- Born: 1931 Netherlands
- Died: September 2012 (aged 80–81) Prayssac, France
- Known for: Sculpture, graphic design
- Movement: Modern sculpture
- Partner: Ankie Peypers

= An Dekker =

An Dekker (1931 – September 2012) was a Dutch sculptor, graphic designer, publisher and feminist. Her abstract works of sculpture heavily featured the dynamics of war, peace, and human relationships.

== Biography ==
Dekker was born in the Kingdom of the Netherlands in 1931. Her family was involved with the Dutch communist community, and as such fled the country when the Netherlands was invaded and occupied by Nazi Germany in 1940. Interested in sculpture from a young age, Dekker was educated at the Dutch Academy of Fine Arts, where she studied in the 1950s. She then moved to Paris to further her art career; while in France, she worked in the studio of prominent sculptor Ossip Zadkine. She held her first exhibition in Nîmes in 1953.

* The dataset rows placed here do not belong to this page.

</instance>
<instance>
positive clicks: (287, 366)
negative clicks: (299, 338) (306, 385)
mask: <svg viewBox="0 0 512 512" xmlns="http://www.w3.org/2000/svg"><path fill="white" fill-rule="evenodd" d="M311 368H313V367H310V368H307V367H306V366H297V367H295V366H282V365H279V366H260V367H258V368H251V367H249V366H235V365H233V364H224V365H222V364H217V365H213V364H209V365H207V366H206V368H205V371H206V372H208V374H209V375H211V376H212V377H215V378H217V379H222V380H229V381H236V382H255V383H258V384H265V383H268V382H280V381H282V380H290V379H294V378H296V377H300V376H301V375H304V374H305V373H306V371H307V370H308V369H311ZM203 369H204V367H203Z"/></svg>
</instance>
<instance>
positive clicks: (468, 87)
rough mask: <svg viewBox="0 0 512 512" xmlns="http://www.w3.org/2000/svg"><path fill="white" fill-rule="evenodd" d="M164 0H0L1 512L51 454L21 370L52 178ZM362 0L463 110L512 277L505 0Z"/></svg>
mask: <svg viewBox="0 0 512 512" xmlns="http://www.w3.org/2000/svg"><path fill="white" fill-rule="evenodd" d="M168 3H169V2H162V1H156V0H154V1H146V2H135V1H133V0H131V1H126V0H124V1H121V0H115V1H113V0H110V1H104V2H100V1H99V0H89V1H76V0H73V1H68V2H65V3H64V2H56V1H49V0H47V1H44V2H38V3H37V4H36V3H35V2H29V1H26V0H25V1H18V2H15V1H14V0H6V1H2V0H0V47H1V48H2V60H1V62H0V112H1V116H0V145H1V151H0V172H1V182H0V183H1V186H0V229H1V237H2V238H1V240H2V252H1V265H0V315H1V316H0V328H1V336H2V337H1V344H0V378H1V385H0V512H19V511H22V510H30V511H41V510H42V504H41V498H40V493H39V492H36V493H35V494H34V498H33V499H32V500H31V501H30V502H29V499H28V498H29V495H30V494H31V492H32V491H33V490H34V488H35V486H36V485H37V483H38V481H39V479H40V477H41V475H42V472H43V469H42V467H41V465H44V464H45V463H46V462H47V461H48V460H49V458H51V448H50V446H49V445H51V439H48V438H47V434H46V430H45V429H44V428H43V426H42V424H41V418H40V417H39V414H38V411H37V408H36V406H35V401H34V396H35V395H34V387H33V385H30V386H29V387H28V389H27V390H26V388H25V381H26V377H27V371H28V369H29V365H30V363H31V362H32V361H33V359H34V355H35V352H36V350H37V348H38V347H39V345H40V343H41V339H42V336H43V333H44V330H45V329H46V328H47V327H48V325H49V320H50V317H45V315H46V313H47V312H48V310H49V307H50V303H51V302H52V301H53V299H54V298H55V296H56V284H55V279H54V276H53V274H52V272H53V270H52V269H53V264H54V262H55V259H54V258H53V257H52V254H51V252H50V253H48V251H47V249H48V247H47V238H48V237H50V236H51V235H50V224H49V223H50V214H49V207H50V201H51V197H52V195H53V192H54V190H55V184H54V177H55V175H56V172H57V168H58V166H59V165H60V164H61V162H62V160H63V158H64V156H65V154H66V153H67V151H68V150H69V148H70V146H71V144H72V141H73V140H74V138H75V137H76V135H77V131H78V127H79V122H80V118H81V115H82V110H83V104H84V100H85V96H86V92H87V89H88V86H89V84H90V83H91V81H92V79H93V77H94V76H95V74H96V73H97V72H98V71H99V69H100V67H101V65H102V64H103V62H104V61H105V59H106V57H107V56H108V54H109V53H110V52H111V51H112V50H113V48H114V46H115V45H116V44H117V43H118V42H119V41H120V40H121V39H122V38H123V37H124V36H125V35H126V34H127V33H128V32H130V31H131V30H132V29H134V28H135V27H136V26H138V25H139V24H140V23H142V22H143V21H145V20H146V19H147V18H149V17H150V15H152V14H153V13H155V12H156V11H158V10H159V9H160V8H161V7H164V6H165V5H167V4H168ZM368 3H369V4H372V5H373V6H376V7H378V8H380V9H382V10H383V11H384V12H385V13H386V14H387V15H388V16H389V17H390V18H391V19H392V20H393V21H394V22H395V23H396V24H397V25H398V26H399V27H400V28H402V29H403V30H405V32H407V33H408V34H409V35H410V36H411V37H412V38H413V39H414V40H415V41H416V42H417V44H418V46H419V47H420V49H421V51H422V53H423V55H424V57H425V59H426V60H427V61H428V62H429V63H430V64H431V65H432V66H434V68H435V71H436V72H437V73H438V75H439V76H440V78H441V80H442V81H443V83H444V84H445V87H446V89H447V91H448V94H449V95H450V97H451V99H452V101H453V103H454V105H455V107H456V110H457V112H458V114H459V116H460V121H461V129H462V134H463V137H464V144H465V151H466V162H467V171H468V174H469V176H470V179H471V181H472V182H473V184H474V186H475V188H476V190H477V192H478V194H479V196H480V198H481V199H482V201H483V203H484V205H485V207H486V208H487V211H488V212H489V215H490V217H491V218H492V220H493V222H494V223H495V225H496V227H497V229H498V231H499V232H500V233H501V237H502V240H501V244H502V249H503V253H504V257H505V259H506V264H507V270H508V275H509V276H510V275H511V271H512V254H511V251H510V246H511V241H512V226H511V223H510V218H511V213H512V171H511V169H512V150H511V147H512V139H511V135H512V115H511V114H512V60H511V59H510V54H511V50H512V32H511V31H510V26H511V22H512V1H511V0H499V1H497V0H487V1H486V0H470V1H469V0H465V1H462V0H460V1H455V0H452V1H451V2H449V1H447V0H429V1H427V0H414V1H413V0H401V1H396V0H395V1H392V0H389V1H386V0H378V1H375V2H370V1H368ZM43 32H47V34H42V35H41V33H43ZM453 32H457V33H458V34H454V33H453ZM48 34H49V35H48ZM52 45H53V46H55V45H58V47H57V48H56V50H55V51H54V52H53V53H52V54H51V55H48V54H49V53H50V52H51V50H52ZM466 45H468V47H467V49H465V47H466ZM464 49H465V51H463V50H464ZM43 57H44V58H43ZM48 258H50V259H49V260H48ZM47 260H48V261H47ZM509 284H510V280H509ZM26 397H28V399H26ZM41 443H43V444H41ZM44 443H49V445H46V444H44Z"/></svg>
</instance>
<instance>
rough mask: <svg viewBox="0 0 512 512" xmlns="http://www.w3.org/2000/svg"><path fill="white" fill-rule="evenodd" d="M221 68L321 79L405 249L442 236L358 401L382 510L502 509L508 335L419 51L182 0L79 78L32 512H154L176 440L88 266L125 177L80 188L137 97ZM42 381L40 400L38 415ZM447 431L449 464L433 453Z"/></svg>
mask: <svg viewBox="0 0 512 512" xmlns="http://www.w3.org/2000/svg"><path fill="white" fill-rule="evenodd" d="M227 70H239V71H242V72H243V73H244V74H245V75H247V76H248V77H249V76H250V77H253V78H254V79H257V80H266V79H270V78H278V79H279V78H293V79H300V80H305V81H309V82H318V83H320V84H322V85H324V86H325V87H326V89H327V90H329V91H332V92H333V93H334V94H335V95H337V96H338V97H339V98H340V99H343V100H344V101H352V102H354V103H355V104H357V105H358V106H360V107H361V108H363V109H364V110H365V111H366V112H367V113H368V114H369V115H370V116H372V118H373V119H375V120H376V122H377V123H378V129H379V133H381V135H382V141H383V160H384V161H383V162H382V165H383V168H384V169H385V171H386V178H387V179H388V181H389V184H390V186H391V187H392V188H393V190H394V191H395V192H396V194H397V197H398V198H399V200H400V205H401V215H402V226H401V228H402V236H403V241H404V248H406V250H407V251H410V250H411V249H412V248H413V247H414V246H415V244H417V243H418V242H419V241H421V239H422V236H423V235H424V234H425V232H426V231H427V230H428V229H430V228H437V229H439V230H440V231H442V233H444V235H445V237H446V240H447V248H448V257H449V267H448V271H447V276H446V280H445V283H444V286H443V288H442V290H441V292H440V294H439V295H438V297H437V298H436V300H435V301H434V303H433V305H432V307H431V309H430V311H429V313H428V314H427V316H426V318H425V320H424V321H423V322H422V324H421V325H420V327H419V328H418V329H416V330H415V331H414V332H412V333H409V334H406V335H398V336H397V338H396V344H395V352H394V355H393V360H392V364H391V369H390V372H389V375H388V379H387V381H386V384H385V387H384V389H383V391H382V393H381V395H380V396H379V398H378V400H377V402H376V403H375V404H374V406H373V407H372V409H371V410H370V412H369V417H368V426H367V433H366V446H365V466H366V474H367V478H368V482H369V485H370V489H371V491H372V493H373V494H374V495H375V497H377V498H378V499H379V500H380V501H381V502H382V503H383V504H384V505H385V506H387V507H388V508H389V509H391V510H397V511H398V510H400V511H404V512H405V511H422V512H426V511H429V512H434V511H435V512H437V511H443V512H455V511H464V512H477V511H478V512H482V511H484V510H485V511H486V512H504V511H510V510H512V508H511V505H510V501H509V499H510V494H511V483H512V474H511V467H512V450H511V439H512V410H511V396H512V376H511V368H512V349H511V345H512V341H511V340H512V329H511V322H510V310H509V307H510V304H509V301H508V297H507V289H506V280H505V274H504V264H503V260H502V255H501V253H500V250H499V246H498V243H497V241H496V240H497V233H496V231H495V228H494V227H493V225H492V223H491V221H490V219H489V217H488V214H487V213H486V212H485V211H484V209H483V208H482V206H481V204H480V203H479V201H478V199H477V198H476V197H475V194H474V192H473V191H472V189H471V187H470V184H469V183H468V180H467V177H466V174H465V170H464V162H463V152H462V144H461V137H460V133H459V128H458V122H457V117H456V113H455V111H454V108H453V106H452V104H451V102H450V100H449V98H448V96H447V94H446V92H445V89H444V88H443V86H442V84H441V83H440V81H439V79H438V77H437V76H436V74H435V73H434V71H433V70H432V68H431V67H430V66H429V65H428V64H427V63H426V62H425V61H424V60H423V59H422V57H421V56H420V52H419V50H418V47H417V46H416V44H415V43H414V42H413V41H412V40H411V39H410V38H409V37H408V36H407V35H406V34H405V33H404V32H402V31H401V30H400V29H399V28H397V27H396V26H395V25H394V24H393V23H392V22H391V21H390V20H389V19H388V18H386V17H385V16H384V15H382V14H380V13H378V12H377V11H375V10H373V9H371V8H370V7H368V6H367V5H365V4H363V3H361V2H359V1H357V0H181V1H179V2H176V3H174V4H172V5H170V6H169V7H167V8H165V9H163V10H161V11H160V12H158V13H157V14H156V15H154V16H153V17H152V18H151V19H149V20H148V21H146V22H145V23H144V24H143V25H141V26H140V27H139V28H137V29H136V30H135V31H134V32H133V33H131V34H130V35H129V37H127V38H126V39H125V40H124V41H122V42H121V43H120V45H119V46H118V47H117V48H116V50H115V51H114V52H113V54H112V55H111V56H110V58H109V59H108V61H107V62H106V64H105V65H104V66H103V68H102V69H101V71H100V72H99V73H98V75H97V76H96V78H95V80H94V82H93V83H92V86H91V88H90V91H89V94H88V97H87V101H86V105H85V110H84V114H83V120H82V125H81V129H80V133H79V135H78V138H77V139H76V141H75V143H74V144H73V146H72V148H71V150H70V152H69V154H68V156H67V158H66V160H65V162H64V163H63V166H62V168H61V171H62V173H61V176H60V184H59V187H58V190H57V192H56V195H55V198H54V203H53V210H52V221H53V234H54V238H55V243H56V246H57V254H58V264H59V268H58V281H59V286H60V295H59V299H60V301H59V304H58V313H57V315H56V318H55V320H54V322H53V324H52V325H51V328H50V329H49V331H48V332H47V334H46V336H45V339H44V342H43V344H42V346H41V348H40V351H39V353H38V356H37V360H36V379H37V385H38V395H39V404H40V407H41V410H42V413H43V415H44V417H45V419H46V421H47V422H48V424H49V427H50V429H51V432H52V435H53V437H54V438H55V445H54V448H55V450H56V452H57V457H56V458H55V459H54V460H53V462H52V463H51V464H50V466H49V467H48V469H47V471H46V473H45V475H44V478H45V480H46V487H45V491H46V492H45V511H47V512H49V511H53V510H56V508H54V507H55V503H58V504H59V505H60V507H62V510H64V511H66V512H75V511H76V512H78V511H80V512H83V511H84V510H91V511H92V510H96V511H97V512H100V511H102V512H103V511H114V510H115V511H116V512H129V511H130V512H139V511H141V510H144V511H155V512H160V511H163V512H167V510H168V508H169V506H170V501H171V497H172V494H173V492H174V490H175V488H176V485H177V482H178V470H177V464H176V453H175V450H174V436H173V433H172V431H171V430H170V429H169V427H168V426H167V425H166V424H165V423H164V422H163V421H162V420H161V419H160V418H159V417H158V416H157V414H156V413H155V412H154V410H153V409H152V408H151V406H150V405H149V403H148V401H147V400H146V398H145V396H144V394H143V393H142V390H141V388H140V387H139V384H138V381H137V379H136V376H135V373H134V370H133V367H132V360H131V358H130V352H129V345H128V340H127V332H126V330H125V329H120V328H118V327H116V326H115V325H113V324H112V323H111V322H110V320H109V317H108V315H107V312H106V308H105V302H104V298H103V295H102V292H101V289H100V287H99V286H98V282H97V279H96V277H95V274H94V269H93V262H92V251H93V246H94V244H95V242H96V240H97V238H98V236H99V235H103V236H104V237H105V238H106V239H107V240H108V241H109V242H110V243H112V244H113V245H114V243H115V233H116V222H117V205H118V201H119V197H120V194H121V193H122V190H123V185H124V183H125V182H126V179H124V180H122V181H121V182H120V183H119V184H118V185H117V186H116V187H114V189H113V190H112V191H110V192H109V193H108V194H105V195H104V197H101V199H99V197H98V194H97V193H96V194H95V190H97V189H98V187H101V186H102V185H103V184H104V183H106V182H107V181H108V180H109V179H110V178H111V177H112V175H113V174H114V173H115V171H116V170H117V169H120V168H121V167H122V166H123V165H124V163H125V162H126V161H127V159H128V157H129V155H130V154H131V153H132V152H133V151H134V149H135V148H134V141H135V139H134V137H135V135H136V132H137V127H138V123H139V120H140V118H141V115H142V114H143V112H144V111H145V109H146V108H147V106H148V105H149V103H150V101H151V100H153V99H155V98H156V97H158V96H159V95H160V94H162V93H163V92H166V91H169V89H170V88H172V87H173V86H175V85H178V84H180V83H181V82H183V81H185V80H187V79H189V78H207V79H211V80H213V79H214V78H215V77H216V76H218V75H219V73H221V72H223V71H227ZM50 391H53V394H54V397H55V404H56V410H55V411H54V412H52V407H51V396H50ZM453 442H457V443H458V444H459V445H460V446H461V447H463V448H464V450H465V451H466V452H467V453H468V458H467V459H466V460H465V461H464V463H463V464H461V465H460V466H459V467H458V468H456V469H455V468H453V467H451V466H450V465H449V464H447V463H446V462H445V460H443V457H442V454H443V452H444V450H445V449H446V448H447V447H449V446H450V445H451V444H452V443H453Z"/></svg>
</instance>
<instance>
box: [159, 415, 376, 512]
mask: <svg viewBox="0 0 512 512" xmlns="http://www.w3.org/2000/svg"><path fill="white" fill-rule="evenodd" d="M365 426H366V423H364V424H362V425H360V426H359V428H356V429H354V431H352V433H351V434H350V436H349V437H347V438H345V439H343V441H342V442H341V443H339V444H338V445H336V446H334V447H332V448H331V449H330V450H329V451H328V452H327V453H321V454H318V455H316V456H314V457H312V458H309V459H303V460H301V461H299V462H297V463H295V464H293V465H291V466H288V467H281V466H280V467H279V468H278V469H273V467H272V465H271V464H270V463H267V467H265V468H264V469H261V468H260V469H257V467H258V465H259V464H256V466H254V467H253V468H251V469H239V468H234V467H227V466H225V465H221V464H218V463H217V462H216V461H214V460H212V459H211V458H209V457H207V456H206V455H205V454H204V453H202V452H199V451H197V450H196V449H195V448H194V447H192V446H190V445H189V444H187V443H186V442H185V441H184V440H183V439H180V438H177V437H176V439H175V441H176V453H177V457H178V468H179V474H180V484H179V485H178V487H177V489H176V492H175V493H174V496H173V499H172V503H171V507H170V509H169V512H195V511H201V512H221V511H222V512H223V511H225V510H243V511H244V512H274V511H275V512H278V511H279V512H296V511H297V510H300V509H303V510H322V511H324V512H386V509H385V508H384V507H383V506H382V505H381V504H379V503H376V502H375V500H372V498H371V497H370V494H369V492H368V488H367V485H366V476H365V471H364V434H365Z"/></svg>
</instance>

In 1957, Dekker moved with her husband (a food chemist) to Nigeria; she would live and work there until 1971, and the nation's unique artistic tradition impacted Dekker's perception of art. While in Nigeria, her husband was killed in an accident. Dekker remarried, but this marriage ended in a separation.

Dekker moved to London in 1972. While living in the United Kingdom, Dekker joined the socialist-feminist Hackney Flashers and became a part of the burgeoning Women's liberation movement. During the period between her arrival and the mid-1980s, Dekker worked as a graphic designer during this time, and co-founded a collective of female graphic designers. She returned to her native Netherlands in the mid-1980s, where she founded a publishing house in Amsterdam. She and her partner (Ankie Peypers, a Dutch poet) moved to France in the early 1990s. In 1997, Dekker returned to sculpting, a trade which she continued in until her death in 2003.

An Dekker had three daughters, Pyrrol and Titi (Titilola), both of whom died before her own death, and Ninon. She also had a son Tomi.